The heart is not only a pump circulating blood around the body.

Speaking in purely physiological terms, the heart is now known to be another ‘brain’— an organ that is a centre of intelligence and consciousness as important, if not more important, than the brain that we associate with our mind.

It is now thought that the heart is the main organ in the body that coordinates the functioning of the autonomic nervous system, the immune system and the endocrine system and that the heart communicates continuously with the brain. As summarized by the Institute of HeartMath in Boulder Creek, California, “The heart communicates with the brain in four ways: neurologically, (through the transmission of nerve impulses), biochemically (via hormones and neurotransmitters), biophysically (through pulse waves) and energetically (through the interactions of their electromagnetic fields.” Cardiologists call this whole system the ‘heart brain’. These four different transmitters of information function below the awareness of the conscious mind, yet continually interact with the brain, exchanging information with it and profoundly affecting the way we think and behave from moment to moment.

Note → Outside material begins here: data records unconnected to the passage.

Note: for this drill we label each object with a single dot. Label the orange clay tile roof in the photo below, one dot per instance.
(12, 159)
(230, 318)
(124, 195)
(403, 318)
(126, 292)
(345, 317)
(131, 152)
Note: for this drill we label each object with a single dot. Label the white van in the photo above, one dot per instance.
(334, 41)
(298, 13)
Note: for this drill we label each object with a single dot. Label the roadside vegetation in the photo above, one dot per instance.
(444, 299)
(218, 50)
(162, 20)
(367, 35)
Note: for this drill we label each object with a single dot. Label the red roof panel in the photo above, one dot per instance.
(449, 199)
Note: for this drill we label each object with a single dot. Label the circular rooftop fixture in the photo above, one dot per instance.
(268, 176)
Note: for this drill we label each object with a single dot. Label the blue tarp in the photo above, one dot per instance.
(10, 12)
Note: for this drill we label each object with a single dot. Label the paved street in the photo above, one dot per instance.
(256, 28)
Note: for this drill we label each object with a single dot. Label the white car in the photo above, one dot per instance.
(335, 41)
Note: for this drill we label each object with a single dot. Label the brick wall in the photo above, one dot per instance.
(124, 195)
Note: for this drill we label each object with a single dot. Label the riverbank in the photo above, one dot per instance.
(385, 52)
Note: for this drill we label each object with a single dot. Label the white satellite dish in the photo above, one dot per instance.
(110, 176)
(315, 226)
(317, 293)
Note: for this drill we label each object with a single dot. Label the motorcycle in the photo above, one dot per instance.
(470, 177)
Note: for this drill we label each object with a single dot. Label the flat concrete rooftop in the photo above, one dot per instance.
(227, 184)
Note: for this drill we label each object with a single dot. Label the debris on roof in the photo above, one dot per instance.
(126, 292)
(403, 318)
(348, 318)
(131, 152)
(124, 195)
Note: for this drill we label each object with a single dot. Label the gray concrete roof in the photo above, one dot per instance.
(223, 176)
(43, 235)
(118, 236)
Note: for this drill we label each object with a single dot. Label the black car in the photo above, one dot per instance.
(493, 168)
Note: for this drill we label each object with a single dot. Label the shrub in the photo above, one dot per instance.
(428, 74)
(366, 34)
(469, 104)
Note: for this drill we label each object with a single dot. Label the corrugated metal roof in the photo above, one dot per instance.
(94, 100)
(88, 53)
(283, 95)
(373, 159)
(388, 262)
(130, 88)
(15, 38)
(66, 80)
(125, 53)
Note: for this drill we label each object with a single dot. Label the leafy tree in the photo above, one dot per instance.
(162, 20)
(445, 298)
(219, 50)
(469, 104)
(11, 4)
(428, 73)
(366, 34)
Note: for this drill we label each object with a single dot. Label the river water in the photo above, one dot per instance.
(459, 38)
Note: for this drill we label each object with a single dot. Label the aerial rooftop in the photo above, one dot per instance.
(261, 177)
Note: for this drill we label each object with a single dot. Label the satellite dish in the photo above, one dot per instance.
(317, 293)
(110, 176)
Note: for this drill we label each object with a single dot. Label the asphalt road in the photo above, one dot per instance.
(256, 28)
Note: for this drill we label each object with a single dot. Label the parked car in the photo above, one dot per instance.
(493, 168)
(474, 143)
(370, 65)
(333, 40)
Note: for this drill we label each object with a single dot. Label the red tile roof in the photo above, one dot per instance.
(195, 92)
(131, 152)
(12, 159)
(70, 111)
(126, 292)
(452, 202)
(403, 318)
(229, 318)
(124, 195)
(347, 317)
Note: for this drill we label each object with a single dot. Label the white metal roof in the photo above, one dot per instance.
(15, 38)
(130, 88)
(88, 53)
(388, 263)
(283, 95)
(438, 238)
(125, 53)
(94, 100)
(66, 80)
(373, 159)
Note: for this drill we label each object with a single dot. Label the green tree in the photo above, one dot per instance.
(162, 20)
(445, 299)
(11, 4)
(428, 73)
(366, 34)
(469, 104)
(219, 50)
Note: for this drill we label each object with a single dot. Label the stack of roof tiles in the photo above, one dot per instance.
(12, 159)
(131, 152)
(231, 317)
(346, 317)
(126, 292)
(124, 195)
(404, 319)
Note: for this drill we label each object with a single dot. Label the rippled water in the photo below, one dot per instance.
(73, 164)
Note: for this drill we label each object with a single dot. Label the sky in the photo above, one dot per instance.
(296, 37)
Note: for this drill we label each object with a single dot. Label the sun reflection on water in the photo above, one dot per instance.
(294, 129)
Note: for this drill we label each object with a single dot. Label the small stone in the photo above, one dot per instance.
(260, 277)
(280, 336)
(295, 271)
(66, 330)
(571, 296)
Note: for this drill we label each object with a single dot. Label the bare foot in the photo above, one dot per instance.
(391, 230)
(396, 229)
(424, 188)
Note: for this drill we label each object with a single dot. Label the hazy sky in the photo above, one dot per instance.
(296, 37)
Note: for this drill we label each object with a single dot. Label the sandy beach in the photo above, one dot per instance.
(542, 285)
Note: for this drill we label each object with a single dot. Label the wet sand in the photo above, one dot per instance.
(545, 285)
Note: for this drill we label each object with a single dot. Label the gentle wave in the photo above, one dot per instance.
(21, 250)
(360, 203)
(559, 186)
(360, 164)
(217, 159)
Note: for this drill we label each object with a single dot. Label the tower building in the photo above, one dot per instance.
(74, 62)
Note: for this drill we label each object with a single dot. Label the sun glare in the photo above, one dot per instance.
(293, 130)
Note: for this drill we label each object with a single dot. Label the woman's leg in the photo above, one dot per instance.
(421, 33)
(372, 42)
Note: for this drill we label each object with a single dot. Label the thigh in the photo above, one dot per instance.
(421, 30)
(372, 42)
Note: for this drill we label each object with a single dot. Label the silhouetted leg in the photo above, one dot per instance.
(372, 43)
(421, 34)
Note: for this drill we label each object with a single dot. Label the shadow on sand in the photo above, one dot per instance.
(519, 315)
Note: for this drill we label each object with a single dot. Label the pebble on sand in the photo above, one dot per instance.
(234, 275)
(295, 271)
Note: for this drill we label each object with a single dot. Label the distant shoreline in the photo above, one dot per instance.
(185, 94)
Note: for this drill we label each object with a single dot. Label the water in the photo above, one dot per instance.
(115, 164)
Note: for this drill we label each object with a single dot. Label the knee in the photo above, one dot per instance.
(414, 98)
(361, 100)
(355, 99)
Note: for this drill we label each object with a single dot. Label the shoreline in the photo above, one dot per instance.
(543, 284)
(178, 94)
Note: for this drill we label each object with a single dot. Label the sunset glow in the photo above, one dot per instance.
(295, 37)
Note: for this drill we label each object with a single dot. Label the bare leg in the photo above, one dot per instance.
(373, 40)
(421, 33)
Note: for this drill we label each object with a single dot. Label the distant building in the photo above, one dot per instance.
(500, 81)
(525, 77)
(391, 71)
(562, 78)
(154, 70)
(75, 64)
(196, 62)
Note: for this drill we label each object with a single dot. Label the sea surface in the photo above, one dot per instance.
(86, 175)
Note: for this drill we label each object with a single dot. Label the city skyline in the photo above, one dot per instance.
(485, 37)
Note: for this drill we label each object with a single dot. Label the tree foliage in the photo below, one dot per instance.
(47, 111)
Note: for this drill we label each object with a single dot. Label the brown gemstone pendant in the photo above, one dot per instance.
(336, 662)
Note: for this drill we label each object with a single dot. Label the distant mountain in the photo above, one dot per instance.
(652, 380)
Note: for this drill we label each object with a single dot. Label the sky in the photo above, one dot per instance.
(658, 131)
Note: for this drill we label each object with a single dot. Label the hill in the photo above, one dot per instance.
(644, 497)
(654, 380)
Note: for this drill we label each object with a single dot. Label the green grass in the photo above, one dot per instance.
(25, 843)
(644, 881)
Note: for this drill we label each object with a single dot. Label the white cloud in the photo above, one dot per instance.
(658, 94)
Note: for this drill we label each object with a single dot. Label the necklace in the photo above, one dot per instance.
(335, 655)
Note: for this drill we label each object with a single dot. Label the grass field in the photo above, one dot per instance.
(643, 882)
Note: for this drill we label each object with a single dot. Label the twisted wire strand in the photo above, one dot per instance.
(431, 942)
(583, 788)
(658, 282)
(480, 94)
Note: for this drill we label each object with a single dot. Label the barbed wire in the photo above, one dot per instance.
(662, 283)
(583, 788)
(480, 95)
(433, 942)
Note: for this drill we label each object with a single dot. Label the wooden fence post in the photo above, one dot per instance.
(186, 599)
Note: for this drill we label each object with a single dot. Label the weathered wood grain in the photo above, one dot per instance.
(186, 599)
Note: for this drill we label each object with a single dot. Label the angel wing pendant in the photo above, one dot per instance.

It is now known that there is a continuous highway of neural communication between the older limbic emotional brain, the heart and the two hemispheres of the neo-cortical brain but that the “neural connections from the emotional to the cognitive centres is greater than the number going the other way.

The heart responds instantaneously to the signals coming from the older ‘emotional’ brain and passes them via its own intrinsic nervous system to the neo-cortical brain.

It apparently plays a role in the control of cardiac function independently of the autonomic nervous system. Without this ‘personal’ nervous system, which is vital for its stability and efficiency, the heart cannot operate properly. It has also been discovered to be a hormonal gland, releasing a hormone which has an effect on the kidneys, the adrenal glands and certain regions of the brain.
Exploring the connection between the heart, the older instinctive emotional (limbic) brain, and the newer neo-cortical one that we usually refer to as our mind, can help us to understand, in terms of brain chemistry and neuronal connections, why the heart is so important, why the instincts and emotions are so powerful, why they can have both a positive or negative effect on us and why it takes a great deal of insight and attention to become aware of how and where they are influencing our lives, sometimes in creative ways that bring us great happiness and sometimes in ways that drive us to inflict harm on others as well as ourselves.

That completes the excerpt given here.